The HealthView report follows news from the Social Security Board of Trustees’ annual financial status report, which stated that the program will only be able to pay 80% of monthly benefits owed to retirees and survivors beginning in 2035, and outlines what impact this loss of income will have on millennials.
Of course, the main problem facing the Social Security Administration (SSA) is that the number of workers contributing to SSA benefits is decreasing as the number of retirees receiving benefits is increasing. According to Investment News, in 2005, the number of workers per Social Security beneficiary was 3.3. In 2020, it was 2.7. In 2035, the number is expected to dip to 2.3 contributors to beneficiaries.
Since the impending doom of Social Security insolvency was announced, many have weighed in on what the government and the Social Security Administration can do to help extend the Trust Funds’ capability to pay full benefits and maintain long-term solvency. Not surprisingly, almost all center around the twin objectives of taxing the wealthy and/or reducing benefits plus addressing retirement age thresholds and tweaking taxable incomes.
The HealthView Service reports lists their own recommendations, including taxing Social Security as income, raising the full retirement age to delay claiming benefits, increasing the maximum taxable earnings cap and adjusting the payroll tax rates.

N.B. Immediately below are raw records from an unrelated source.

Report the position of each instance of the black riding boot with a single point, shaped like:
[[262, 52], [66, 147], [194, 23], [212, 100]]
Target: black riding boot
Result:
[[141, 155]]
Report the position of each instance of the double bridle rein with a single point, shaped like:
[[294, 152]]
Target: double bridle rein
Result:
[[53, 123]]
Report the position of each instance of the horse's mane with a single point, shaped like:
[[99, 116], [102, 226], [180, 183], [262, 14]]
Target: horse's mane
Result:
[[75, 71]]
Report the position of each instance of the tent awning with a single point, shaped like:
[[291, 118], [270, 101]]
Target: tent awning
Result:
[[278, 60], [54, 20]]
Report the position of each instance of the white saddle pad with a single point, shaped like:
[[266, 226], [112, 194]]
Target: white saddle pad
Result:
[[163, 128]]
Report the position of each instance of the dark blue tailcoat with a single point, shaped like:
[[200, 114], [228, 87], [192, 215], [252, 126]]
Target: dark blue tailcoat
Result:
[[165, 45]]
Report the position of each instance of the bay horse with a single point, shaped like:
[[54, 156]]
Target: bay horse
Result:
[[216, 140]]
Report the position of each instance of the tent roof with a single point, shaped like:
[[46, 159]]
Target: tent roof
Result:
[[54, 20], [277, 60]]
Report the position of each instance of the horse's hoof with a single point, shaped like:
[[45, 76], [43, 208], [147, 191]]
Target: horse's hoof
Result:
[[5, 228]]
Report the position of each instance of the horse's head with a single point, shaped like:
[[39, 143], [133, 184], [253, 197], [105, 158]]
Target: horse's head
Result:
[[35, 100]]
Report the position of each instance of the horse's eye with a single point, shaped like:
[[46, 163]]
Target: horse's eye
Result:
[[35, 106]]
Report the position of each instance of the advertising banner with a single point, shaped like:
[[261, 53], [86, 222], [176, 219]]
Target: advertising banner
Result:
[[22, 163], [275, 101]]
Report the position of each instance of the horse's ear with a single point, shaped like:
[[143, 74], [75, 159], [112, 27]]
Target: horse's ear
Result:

But the report also recommends practical savings for millennials to close the gap between what they should be getting in retirement, and the lower lifetime Social Security benefits they should now be expecting.
As Barron’s notes, assuming a 50% employer contribution match and annual returns of 6% and 5% during working and retirement years respectively, today’s 35-year-old worker making $50,000 a year will need to sock away an additional $21 a week, or $1,092 a year to make up for a future loss of SSA lifetime benefits. For someone making $100,000, the inflation-adjusted savings goal climbs to $33/week.
The oldest millennials will not be able to receive SSA benefits until eight years after 2035, so while they might be missing out more on benefits than their parents or grandparents, Social Security might still be an important income source to them, despite their skepticism.
“These benefits will clearly be less valuable to them than past generations,” said Ron Mastrogiovanni, CEO of HealthView Services, in the study’s accompanying statement. “But what may be a surprise is that even with a 20% reduction, Social Security will continue to be a significant source of retirement income for members of this generation.”
With an extra savings plan in place, some millennials might even be pleasantly surprised when it comes time to retire.